The training data selection device according to any one of claims 1 to 4.

The reference image selection unit selects a reference image from among the plurality of candidate images based on the smallness of a total difference in the feature amount with each of the other predetermined number of candidate images.
The training data selection device according to claim 5.

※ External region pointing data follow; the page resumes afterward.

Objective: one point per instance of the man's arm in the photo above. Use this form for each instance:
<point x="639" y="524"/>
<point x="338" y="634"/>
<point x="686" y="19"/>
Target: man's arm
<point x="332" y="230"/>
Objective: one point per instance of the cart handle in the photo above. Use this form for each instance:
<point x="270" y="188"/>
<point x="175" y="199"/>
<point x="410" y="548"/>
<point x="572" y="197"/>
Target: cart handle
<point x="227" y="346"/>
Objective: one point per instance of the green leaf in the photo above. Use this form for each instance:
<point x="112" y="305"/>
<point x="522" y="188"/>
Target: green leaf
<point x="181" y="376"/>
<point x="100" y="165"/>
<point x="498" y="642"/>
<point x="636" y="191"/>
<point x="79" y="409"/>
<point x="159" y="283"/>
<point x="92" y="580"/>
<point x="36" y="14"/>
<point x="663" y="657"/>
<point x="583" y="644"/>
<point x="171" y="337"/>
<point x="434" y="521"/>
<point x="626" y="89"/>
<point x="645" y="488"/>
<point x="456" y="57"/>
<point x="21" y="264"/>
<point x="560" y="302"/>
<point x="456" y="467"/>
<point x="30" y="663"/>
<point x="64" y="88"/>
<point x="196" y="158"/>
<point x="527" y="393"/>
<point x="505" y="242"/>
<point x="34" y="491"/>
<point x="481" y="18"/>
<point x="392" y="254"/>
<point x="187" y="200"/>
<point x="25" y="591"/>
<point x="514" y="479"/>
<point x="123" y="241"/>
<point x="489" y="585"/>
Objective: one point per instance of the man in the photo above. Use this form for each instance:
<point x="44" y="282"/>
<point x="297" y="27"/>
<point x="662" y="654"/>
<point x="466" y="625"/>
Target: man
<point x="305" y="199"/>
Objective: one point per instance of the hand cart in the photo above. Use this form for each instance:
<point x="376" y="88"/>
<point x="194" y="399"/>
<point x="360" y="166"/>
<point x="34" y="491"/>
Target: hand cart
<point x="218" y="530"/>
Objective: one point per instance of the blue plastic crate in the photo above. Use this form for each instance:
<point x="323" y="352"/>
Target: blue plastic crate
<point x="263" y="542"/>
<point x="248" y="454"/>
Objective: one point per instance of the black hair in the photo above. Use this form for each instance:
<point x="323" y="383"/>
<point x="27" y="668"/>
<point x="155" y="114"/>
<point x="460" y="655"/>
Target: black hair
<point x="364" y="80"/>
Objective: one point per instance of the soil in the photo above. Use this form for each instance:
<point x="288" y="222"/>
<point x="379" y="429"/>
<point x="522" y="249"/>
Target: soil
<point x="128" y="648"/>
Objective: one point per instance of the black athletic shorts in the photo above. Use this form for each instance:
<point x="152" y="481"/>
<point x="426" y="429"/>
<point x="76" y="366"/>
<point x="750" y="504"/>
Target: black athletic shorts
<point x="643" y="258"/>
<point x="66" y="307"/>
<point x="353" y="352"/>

storing in a training data storage unit training data relating to a particular class indicating a feature amount corresponding to a sample image obtained by photographing one sample belonging to the particular class ;
a step of repeatedly acquiring sample images of the sample;
a step of generating feature amount data indicating a feature amount corresponding to the latest sample image based on the latest sample image;
Based on the difference between the feature amount indicated by the training data stored in the training data storage unit and the feature amount indicated by the feature amount data, the feature amount data is used for the training as the training data related to the class. controlling whether to store the feature data in the data storage unit or discard the feature data;
A training data selection method characterized by comprising:

A procedure for storing training data related to a particular class in a training data storage unit, which indicates a feature amount corresponding to a sample image obtained by photographing one sample belonging to a particular class ;
A procedure for repeatedly acquiring sample images of the sample;
a step of generating feature amount data indicating a feature amount corresponding to the latest sample image based on the latest sample image;
Based on the difference between the feature amount indicated by the training data stored in the training data storage unit and the feature amount indicated by the feature amount data, the feature amount data is used for the training as the training data related to the class. A procedure for controlling whether to store the feature data in the data storage unit or discard the feature data;
A program that causes a computer to execute.